4- Operations and Logistics
a. What are the corporation’s current manufacturing/service objectives, strategies,
policies, and programs?
i. Are they clearly stated or merely implied from performance or budgets?
ii. Are they consistent with the corporation’s mission, objectives, strategies, and
policies and with internal and external environments?
b. What are the type and extent of operations capabilities of the corporation? How
much is done domestically versus internationally? Is the amount of outsourcing appropriate
to be competitive? Is purchasing being handled appropriately? Are suppliers
and distributors operating in an environmentally sustainable manner? Which
products have the highest and lowest profit margins?
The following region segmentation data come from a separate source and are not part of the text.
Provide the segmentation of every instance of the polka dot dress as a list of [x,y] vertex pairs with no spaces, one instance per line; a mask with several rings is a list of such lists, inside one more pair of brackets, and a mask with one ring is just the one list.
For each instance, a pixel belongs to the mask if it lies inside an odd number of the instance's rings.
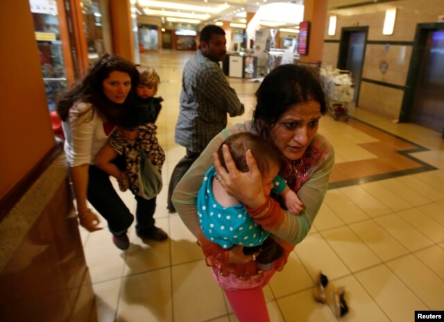
[[224,248],[234,244],[253,246],[262,244],[270,233],[248,216],[244,205],[224,207],[213,196],[214,167],[205,173],[197,198],[200,228],[205,237]]

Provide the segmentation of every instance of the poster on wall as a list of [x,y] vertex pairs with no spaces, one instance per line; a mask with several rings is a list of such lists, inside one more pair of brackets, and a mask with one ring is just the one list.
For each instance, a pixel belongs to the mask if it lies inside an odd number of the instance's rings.
[[299,24],[299,36],[298,37],[298,53],[308,53],[308,40],[310,35],[310,22],[302,22]]

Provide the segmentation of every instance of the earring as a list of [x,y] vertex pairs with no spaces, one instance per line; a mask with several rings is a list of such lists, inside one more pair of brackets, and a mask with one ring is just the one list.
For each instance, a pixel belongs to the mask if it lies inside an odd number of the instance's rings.
[[328,278],[322,273],[321,271],[318,274],[316,278],[316,285],[314,287],[314,299],[321,303],[325,303],[325,287],[328,284]]

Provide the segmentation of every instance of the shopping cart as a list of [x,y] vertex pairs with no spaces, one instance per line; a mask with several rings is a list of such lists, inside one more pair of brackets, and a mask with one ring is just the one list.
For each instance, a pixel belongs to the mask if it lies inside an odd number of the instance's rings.
[[324,80],[328,94],[328,110],[335,120],[344,117],[348,121],[348,103],[353,101],[355,85],[348,70],[321,69],[321,74]]

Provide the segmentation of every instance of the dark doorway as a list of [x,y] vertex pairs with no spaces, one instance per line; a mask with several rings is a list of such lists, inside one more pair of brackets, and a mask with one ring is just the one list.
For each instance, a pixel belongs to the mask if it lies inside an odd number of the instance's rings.
[[355,84],[355,103],[357,105],[368,27],[343,28],[341,31],[338,68],[348,70]]
[[444,25],[418,24],[400,117],[444,137]]

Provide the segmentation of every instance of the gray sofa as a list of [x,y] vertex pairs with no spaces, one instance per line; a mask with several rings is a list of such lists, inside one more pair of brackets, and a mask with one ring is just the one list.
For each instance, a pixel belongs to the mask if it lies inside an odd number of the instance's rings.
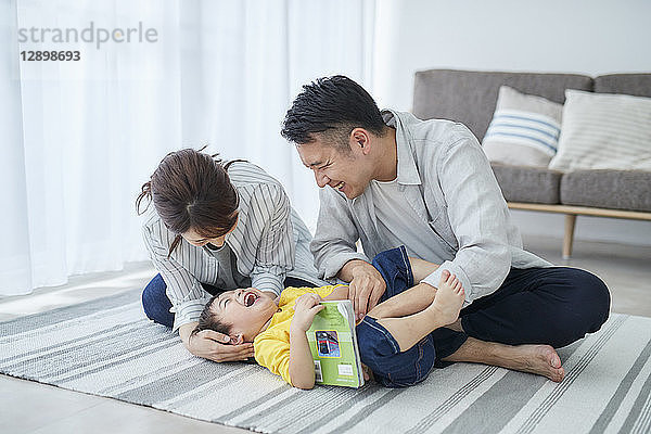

i. If the corporation is product oriented, consider plant facilities, type of manufacturing
system (continuous mass production, intermittent job shop, or flexible
manufacturing), age and type of equipment, degree and role of automation
and/or robots, plant capacities and utilization, productivity ratings, and availability
and type of transportation.
ii. If the corporation is service oriented, consider service facilities (hospital, theater,
or school buildings), type of operations systems (continuous service over time to
same clientele or intermittent service over time to varied clientele), age and type
of supporting equipment, degree and role of automation and use of mass communication
devices (diagnostic machinery, video machines), facility capacities and
utilization rates, efficiency ratings of professional and service personnel, and
availability and type of transportation to bring service staff and clientele together.
c. Are manufacturing or service facilities vulnerable to natural disasters, local or national
strikes, reduction or limitation of resources from suppliers, substantial cost increases
of materials, or nationalization by governments?
d. Is there an appropriate mix of people and machines (in manufacturing firms) or of
support staff to professionals (in service firms)?
e. How well does the corporation perform relative to the competition? Is it balancing inventory costs (warehousing) with logistical costs (just-in-time)? Consider costs per
unit of labor, material, and overhead; downtime; inventory control management and
scheduling of service staff; production ratings; facility utilization percentages; and
number of clients successfully treated by category (if service firm) or percentage of
orders shipped on time (if product firm).